The fizz of the champagne tingles in my nose. I drink more. People brush past me; I feel more hands on my nudity. I do not mind. It is good; I am enjoying this. And then at last I find Marc, with three other men. He turns and introduces me, but I forget their names because I am a little drunk. The men—English and fair-haired—kiss my hand, and they each look, for a few seconds, at my very obvious, particular, and unusual nakedness. And my shame has gone: I feel a power over them. Look at me. Go on, look at me. I dare you. I am laughing now, and joking with Marc. I feel decadent.
The music steps up. It is a vividly quick waltz: amplified and underlined by that driving pagan beat. A waltz—thank you, Dionysus—is the only formal dance I know. I look at Marc and he takes my hand in his, guiding me to the wide stone terrace that overlooks the sea, and there we dance, among the other dancers. We dance quickly, my head on his chest, my hand clasped in his.
And I am glad that everyon
e can see everything; let everyone see it all, let everyone do whatever they want. The night is lovely; the champagne is chilled; the moon is amazed and pleased; the stars are cleaned and polished so bright. And Marc has placed his hand on the small of my back where the tight lacing presses the whalebone into my ribs, forcing my breasts up. I feel perfumed and weightless.
“You look utterly lovely,” he says.
“Not ridiculous?”
“Not ridiculous, carissima. The very opposite of ridiculous. I am very proud.”
“Why?”
His hand has strayed below my corset: it is now on my ass, gently squeezing.
I look at him. And smile demurely. And say nothing. We both pretend that nothing is happening.
“I have seen other women shy away at this point. The Second Mystery is difficult.”
His hand squeezes my ass once more. The faint blue stubble of his jawline looks very fine in this sculpting light. His lips are half apart, and smiling; there is a glimpse of sharp white teeth. Squeeze me more, Marc Roscarrick, squeeze me more.

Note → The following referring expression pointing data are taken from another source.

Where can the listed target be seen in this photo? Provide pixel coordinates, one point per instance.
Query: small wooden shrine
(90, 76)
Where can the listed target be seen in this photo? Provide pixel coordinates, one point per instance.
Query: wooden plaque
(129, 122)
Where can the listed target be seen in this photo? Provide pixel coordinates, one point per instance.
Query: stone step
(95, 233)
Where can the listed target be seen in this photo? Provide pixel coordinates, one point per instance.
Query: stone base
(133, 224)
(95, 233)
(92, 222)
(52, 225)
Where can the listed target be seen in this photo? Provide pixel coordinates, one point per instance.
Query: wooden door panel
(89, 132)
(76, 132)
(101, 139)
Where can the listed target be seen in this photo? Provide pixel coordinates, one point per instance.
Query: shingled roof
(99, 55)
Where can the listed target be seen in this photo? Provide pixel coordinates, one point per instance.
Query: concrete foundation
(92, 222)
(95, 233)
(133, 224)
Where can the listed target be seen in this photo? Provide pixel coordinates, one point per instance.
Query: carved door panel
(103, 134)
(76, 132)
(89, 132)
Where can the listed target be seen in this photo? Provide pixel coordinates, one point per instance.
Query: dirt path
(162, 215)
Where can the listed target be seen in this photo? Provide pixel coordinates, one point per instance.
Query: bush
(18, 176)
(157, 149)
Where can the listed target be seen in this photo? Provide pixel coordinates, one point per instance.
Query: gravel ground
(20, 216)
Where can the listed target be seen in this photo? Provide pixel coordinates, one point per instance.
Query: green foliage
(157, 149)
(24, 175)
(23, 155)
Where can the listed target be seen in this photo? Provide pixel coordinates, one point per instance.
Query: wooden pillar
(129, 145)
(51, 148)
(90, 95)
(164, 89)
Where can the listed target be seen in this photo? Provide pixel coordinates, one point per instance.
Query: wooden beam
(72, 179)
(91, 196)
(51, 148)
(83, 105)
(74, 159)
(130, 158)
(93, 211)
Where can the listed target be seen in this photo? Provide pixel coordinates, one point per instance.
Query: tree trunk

“What happens to the men?” I ask. “What is the male initiation?”
He looks me in the eye; our lips are three inches apart. We step across the terrace, dancing, and dancing, and turning, his hand still firmly on my bottom, and he says, “It is different. Much more violent. It can be—frightening . . .”
“How?”
“Another time,” he says. “But now—just look at you, like a Dresden doll. And only a little deviant.”
He steps back, releasing my ass, and he twirls me on one hand. This is barely a waltz now, this is more like dancing as I know it normally. Young and free-form. Just heathen. Pagan. Nearer to sex. Quite African. Dionysian? People in formal clothes dancing informally quite often look stupid, but here it seems normal: dancing with billionaires and principesse, dancing above the ruins of the Villa of Tiberius, dancing above the great marble palace of Iovis, where the aged roman emperor filled his scented garden with naked boys and girls, hidden in niches and alcoves, in honor of the Gods of wildness and debauchery, of Pan and Eros and Bacchus.